The genesis and persistence of the medieval historian
The case of Pierre Duhem
DOI:
https://doi.org/10.53727/rbhc.v8i2.195Keywords:
scientific theories, historiography, medieval science, statics, dynamicsAbstract
The conditions of the emergence of the history of medieval science in the work of Pierre Duhem are well-known: studying the origins of statics between 1903 and 1904, the French author accidentally discovered some forgotten medieval treatises that, in his opinion, anticipated modern statics.
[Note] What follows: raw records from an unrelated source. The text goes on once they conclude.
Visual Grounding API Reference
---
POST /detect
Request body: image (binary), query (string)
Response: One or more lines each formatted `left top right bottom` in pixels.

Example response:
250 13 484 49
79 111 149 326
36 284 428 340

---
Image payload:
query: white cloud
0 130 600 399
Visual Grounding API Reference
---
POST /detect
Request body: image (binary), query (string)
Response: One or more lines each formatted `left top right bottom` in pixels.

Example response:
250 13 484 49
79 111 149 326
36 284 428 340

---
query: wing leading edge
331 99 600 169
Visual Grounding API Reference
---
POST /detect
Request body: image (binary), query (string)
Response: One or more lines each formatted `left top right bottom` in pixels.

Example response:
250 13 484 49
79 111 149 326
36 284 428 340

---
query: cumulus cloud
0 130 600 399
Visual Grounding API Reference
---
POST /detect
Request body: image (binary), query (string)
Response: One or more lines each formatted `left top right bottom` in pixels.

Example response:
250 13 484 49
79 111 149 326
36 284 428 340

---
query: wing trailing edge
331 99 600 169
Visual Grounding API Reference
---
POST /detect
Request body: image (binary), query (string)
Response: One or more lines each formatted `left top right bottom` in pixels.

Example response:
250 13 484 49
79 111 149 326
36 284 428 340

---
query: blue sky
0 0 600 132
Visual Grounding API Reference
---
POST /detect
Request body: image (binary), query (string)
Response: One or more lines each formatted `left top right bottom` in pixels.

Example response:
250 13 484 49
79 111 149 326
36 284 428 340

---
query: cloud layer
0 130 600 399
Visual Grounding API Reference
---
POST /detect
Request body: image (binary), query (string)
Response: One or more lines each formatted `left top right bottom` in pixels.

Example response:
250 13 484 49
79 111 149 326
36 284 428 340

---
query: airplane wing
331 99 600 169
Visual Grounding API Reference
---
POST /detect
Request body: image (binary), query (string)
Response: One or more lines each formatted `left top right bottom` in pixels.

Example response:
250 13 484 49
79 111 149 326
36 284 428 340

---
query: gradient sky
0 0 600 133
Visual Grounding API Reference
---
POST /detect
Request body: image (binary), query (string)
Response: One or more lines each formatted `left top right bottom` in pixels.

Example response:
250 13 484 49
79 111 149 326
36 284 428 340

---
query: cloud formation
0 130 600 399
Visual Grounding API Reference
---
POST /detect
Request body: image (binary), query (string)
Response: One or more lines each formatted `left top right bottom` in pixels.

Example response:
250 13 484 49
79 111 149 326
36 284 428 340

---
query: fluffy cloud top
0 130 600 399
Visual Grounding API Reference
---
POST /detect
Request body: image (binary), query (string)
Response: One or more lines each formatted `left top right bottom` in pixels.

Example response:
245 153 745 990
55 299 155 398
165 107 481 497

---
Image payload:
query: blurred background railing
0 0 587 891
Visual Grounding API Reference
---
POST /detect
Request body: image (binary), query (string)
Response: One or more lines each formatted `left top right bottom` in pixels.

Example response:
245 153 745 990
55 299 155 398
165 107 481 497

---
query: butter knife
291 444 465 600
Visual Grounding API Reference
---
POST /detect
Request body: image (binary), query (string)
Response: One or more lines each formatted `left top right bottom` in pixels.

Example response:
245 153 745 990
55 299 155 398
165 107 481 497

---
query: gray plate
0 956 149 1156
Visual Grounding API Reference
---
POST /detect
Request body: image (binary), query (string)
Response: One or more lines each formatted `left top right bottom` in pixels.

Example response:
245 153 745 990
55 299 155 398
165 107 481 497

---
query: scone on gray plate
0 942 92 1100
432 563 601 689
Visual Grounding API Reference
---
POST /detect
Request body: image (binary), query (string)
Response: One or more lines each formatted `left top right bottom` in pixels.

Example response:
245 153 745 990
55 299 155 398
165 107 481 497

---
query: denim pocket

If the urgency to explore his recent findings has fostered an immediate sequence of publications on the subject, that same urgency is unable to explain Duhem’s later writings. We believe that the explanation to that fact consists on a new set of unexpected discoveries, this time about dynamics and medieval astronomy, which would to take place only in mid-1908. In the theories of John Buridan and Nicholas Oresme, Duhem glimpsed the birth of modern science. This paper aims to: (a) expose, with new sources, the early positivist view adopted by our historian and partially abandoned after the initial revelations of 1904; (b) determine the circumstances of the second set of findings related to the dynamics of the fourteenth century; (c) evaluate some of the main – and drastic – consequences entailed by them in the work of maturity, and; (d) contextualize the increasingly intimate and explicit relationships between the rehabilitation of the Middle Ages and the Duhemian religious project.